25. Gunner Eric Powell Davies – died from accidental electrocution. He was attached to the 1st Army School of Mortars in France at the time of his death. His brother William had died just a month earlier in Salonika from malaria.

26. Lance Corporall Eric Bernard Beston . Eric’s grandfather was one of Birmingham’s first train drivers. His father, Joseph, was in partnership with John Skirrow Wright, one of Birmingham’s prominent social reformers and was a renowned speaker in the cause of the poor. Eric was conscripted into the ASC Mechanical Transport Company and probably did not serve abroad. He died following an operation at the Royal Herbert Hospital at Woolwich.

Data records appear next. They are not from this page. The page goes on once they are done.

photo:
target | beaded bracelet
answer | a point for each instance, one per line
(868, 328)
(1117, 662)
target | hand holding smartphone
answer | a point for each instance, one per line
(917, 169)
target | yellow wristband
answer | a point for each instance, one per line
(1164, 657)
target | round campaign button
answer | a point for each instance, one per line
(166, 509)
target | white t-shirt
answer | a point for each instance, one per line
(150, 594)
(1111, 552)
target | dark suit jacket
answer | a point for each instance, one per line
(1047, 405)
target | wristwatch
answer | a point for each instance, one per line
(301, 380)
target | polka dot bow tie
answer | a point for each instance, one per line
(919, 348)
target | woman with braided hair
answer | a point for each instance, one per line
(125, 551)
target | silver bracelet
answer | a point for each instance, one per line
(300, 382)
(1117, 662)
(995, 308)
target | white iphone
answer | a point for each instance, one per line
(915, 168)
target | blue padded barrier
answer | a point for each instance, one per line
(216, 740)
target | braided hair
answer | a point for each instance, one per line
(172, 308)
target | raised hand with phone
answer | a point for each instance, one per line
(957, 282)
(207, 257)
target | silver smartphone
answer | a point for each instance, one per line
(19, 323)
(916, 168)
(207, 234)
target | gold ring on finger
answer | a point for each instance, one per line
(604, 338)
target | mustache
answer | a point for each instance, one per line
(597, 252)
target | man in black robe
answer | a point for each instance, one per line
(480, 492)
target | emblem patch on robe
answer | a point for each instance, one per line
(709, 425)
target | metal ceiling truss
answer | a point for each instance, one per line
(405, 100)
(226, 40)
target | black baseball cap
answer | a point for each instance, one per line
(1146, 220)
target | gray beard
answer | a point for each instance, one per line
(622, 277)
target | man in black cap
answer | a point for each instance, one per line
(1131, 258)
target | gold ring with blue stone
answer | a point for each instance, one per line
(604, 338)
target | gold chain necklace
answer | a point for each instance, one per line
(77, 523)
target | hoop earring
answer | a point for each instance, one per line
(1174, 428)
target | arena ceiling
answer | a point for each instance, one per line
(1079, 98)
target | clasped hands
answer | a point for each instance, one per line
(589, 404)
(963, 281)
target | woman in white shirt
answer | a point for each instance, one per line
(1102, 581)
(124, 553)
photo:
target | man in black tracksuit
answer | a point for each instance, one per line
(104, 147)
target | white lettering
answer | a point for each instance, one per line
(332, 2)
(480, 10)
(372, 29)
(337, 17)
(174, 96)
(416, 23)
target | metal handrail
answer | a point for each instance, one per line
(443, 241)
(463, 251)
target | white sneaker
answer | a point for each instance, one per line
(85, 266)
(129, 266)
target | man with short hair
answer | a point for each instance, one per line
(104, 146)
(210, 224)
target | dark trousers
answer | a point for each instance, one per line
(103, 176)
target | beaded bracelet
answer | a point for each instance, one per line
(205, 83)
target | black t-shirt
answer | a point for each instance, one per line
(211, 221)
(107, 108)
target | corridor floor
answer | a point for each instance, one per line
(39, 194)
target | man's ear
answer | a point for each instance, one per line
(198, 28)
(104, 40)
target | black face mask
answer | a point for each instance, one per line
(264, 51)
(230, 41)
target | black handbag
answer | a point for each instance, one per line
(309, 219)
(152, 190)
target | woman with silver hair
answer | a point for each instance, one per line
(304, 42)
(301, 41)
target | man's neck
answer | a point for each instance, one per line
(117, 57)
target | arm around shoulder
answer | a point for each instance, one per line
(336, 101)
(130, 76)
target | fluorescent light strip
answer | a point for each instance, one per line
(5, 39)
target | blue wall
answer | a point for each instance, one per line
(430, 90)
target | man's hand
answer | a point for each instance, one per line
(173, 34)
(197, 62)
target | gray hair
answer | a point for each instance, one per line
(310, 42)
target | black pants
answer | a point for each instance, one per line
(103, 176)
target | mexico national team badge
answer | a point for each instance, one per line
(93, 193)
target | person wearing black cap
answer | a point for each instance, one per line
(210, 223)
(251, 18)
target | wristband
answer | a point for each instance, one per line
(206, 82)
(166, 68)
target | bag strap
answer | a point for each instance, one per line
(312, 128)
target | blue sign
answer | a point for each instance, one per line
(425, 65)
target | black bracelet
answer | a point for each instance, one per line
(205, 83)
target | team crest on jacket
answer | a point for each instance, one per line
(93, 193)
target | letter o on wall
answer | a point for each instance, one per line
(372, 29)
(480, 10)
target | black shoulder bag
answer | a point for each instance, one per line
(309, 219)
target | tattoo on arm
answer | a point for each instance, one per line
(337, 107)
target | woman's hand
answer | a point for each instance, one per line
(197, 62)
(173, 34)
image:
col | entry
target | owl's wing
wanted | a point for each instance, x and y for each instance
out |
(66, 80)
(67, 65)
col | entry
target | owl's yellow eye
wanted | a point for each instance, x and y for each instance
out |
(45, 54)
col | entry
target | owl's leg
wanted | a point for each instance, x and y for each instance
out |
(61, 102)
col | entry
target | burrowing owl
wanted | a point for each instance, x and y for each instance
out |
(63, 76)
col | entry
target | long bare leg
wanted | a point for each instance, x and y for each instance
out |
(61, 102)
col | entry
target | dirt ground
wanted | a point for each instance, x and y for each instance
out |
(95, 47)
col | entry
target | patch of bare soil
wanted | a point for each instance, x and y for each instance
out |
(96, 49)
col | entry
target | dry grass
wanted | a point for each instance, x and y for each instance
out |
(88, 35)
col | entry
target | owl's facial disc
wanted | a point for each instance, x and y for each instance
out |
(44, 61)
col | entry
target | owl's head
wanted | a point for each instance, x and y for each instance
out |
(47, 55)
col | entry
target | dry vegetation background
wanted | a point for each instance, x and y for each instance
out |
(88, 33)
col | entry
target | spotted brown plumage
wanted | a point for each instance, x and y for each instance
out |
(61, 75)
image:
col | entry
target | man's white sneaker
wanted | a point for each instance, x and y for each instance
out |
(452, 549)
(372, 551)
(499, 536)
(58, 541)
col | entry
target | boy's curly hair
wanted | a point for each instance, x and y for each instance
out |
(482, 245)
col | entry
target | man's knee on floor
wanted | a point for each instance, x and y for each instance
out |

27. Piper Robert Stuart Edmondstonwas born in Scotland, into a family which had been tailors for three generations, and relocated to Birmingham to work for Curtis and Curtis, High-Class Tailors. Robert enlisted in the Gordon Highlanders in 1915. He was killed by a sniper while making new jodhpurs for his officer one night in the attic of a farmhouse. The officer presented the jodhpurs to his widow after the war and they are now a family heirloom.

28. Sergeant David Vaughan Evans – joined the Royal Field Artillery in Swansea as a signaller. He served in France initially but in 1917 he was posted to Egypt. The circumstances of his death are not known but he died in No 5 Hospital, Alexandra on 21st December 1917.

29. Lieutenant T Ewart Mitton – known as Ewart, was the cousin of John Ronald Reuel Tolkien.   John had been orphaned at the age of twelve and spent many happy times at his Aunt Mabel’s house, Abbotsford, 69 Oxford Road as evidenced by the personal recollections of John’s youngest daughter, Priscilla.  Ewart served in the Royal Engineers Signals Section and was killed in a tragic railway accident in Belgium on Christmas Eve 1917, aged twenty.